3.3.3.1.Qwiklab: Sorting and Filtering (Cleaning Data) - sj50179/Google-Data-Analytics-Professional-Certificate GitHub Wiki

Cleaning Data

Introduction

Roll up your sleeves because we are going to get our hands "dirty" cleaning data. This lab is about cleaning data to get it ready to be analyzed. You are going to take a "dirty" dataset and clean it up using basic commands and key spreadsheet functions taught right here in this Qwiklab.

Data cleaning corrects or removes incorrect, missing, and faulty data. This is very important. "Bad" data can lead to wrong conclusions. The better your data, the better your results. Believe it or not, for most projects as a data analyst you will spend about 80% of your time cleaning data.

Let's look at a real-world situation. A school district wants to know what affects student grades in core subjects. To do this, they are going to analyze some student data. It is extremely important that whatever database they decide to use, it must have clean data. Analyzing bad data could cause the district to reach the wrong conclusions that could move instruction in a direction that does not improve student grades. Here is the dataset we are going to use student-performance-data.

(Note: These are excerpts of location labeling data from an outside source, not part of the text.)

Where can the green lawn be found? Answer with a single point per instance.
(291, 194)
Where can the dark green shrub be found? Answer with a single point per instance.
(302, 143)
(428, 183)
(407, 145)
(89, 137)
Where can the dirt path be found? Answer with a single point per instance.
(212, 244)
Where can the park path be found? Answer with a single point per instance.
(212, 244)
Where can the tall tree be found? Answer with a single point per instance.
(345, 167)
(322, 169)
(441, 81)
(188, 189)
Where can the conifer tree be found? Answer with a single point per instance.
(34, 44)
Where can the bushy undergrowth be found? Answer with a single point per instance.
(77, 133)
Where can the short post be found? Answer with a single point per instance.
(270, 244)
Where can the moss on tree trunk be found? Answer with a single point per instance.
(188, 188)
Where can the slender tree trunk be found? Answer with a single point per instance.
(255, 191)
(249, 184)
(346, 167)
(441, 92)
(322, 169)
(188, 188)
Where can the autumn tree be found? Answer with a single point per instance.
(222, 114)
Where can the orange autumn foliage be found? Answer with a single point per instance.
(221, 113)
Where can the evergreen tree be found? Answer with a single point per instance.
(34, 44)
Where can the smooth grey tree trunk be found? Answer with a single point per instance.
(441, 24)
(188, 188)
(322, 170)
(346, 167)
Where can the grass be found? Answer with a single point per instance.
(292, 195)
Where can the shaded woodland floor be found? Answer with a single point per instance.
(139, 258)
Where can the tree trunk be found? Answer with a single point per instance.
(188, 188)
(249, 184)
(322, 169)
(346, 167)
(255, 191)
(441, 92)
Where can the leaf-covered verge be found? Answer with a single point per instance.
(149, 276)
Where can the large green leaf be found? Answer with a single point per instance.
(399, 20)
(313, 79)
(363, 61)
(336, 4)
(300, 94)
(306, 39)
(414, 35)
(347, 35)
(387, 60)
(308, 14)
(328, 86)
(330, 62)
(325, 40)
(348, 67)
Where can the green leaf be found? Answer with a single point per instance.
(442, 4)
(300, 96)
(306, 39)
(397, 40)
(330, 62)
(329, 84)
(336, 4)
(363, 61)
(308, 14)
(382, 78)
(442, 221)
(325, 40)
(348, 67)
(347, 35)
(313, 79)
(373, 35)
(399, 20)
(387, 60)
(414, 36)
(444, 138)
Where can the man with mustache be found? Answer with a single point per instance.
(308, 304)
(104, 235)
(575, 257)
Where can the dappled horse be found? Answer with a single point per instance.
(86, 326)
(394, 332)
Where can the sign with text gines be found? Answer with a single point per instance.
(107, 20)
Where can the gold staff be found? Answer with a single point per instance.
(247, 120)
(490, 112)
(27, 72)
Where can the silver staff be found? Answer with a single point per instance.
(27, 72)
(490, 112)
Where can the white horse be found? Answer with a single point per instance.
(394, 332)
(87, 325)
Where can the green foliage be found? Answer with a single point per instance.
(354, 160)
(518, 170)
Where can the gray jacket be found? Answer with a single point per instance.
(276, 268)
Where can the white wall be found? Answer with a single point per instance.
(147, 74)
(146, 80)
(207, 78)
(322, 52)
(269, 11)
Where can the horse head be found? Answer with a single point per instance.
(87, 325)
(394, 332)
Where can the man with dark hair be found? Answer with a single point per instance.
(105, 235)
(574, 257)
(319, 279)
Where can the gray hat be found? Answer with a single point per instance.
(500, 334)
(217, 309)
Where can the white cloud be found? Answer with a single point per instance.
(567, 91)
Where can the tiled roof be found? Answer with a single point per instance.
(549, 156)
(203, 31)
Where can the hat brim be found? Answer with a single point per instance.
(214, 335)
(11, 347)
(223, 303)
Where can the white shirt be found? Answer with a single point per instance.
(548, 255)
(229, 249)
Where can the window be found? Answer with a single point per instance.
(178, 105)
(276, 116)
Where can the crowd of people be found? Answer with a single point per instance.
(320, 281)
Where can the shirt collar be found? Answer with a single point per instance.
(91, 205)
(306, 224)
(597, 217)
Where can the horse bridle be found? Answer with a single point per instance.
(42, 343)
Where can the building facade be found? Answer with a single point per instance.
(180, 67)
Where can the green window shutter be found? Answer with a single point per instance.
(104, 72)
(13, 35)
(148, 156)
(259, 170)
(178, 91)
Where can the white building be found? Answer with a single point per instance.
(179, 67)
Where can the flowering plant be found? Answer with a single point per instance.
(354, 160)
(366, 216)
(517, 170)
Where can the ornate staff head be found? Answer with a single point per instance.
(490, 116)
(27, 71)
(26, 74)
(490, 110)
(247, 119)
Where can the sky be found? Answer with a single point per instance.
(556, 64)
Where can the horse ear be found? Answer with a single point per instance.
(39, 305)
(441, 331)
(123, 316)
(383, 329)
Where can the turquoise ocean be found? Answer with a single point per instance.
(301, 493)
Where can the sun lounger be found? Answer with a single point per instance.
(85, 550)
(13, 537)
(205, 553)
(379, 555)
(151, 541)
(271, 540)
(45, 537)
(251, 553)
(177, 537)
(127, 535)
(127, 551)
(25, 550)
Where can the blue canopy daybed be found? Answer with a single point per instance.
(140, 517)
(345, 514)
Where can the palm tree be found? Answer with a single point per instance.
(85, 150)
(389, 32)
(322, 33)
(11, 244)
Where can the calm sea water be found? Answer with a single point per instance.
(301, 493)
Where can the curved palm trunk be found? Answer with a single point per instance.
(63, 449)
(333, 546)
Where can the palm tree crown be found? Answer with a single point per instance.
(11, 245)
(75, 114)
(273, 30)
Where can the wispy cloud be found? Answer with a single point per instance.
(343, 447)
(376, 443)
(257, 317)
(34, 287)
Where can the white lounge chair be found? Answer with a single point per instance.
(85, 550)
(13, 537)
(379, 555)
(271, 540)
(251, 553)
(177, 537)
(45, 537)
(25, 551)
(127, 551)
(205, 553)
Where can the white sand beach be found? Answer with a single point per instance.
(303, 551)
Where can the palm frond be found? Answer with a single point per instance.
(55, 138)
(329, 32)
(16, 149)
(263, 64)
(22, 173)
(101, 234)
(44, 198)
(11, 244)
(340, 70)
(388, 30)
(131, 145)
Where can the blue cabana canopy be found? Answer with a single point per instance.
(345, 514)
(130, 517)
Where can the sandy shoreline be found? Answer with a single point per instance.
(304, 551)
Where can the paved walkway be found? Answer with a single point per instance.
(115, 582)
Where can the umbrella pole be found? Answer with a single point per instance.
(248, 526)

It contains information on high school student achievement in two Portuguese schools. It was collected using school reports and questionnaires. The data includes information such as:

  • Student grades in Math and Portuguese.
  • Student background information, also called demographics.
  • Student study time.
  • Student travel time from home to school.
  • Student participation in extracurricular activities.

What you'll do

For this lab, we will use Google Sheets. You will receive a temporary login as part of this lab. To do this, you will need to set up a Google account. There are other options in the Data Analyst's toolbox as well, such as Microsoft Excel and Libra Office 3. No matter what tool you use, the steps we'll follow will be similar. You will use some spreadsheet actions like:

  • Import data from a given file into a workbook
  • Sort and organize data in different ways
  • Apply filters to look at data in various ways
  • Use filters to handle missing data
  • Use conditional formatting to highlight specific categories of data
  • Use formulas to summarize data

Importing the data

First, you need to import your data into a spreadsheet. If you've not already done so, click on the link to the dataset file given above to download it to your computer. In Google Sheets, you will go to the top menu bar and click File → Import.

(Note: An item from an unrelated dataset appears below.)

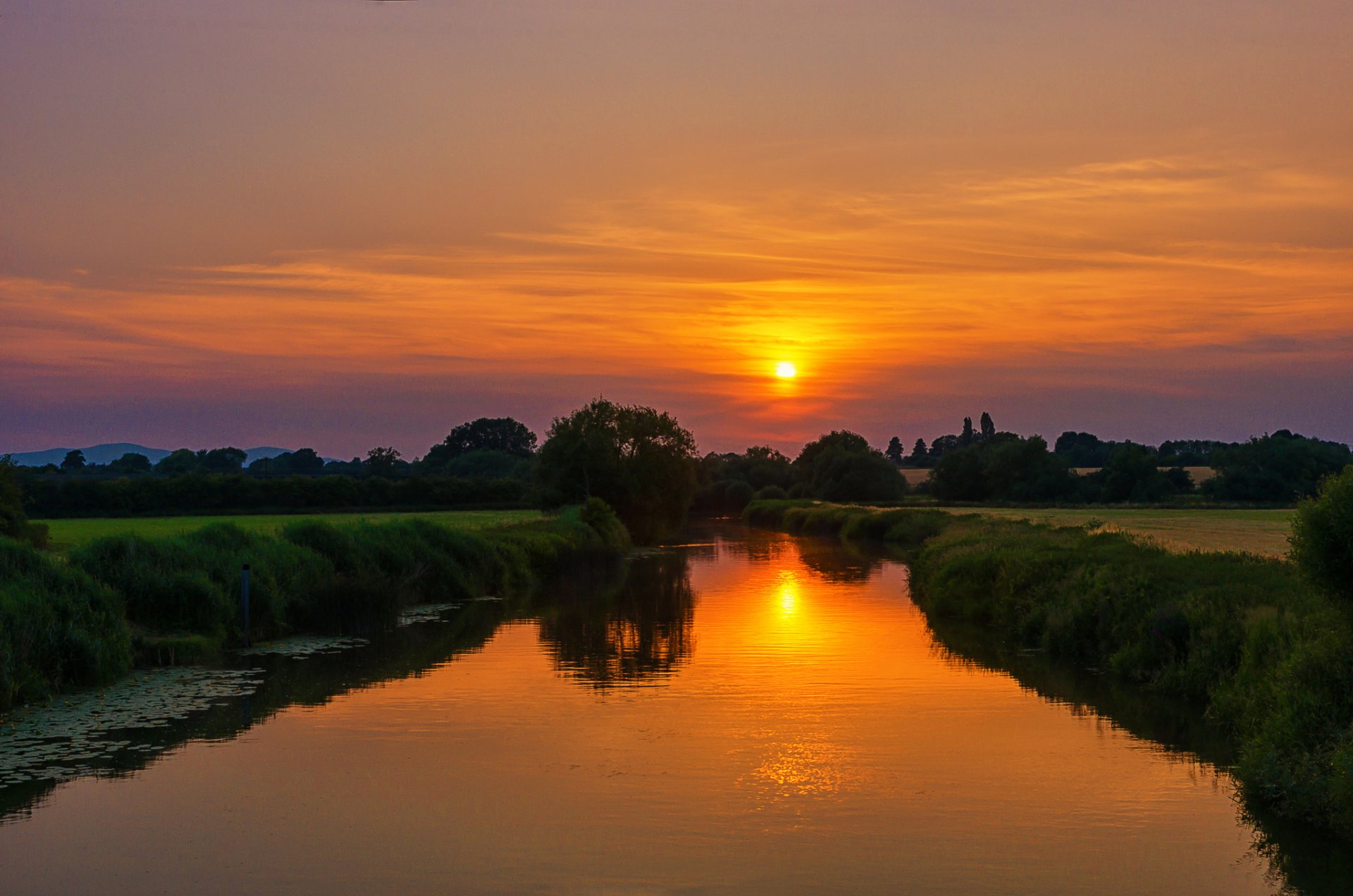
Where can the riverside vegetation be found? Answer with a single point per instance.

You will be prompted to upload the file. Click upload and then click Select a file from your device and then navigate to your downloaded file. If you did not make any changes to the file name when you downloaded it, the name of the dataset file should be student-performance-data.csv. Next, on the popup window, make the following selections:

Click Import data. Now the dataset has been imported!

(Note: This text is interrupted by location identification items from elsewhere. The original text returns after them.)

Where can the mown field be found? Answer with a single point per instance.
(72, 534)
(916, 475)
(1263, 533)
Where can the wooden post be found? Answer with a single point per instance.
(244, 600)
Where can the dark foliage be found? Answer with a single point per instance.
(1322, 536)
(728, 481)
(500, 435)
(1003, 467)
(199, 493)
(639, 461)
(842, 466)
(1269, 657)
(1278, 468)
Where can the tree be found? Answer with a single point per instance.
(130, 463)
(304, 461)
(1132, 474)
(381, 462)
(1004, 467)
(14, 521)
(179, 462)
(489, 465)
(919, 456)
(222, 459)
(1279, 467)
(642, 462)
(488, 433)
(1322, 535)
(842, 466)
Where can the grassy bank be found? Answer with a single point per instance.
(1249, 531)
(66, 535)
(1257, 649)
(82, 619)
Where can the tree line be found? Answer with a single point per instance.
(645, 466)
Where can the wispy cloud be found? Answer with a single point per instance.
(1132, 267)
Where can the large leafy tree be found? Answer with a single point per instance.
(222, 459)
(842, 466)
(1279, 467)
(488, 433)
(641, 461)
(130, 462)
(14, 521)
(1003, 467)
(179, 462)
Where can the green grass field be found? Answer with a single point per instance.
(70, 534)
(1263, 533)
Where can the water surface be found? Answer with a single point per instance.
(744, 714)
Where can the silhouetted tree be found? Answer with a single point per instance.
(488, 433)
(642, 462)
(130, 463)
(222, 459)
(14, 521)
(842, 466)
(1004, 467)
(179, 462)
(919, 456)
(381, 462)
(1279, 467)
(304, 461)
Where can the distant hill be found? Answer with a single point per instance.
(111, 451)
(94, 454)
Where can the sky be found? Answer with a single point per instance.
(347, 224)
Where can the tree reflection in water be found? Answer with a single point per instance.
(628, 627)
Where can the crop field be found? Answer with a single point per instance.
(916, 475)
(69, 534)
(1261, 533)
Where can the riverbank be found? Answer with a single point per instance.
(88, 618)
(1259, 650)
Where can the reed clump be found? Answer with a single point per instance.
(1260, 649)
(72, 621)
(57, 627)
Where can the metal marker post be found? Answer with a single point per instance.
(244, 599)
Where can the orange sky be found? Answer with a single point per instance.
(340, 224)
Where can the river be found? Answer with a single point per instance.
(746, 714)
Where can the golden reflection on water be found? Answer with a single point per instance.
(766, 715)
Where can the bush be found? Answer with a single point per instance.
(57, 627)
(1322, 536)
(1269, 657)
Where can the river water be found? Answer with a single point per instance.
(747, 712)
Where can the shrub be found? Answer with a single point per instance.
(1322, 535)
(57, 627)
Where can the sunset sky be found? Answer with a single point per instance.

You can see if the import was a success by scrolling right and then down on your spreadsheet. You should see 33 columns and 650 rows of data. A quick way to check this is to select the row labeled 1. The status bar at the bottom should say Count: 33. Then select the column labeled A. The status bar should say Count: 650.

Sorting the data

Sorting is organizing data so that you can analyze it easier. Since we are cleaning data from two schools, Gabriel Pereira (GP) and Mousinho da Silveira (MS), it might be useful to sort the data by school. Then we could also sort by age to see the age ranges of the students for each school. Let's try it!

Because we want to sort on multiple columns, we will need to select all the data on the sheet. Click the blank rectangle above row number 1 and to the left of Column A.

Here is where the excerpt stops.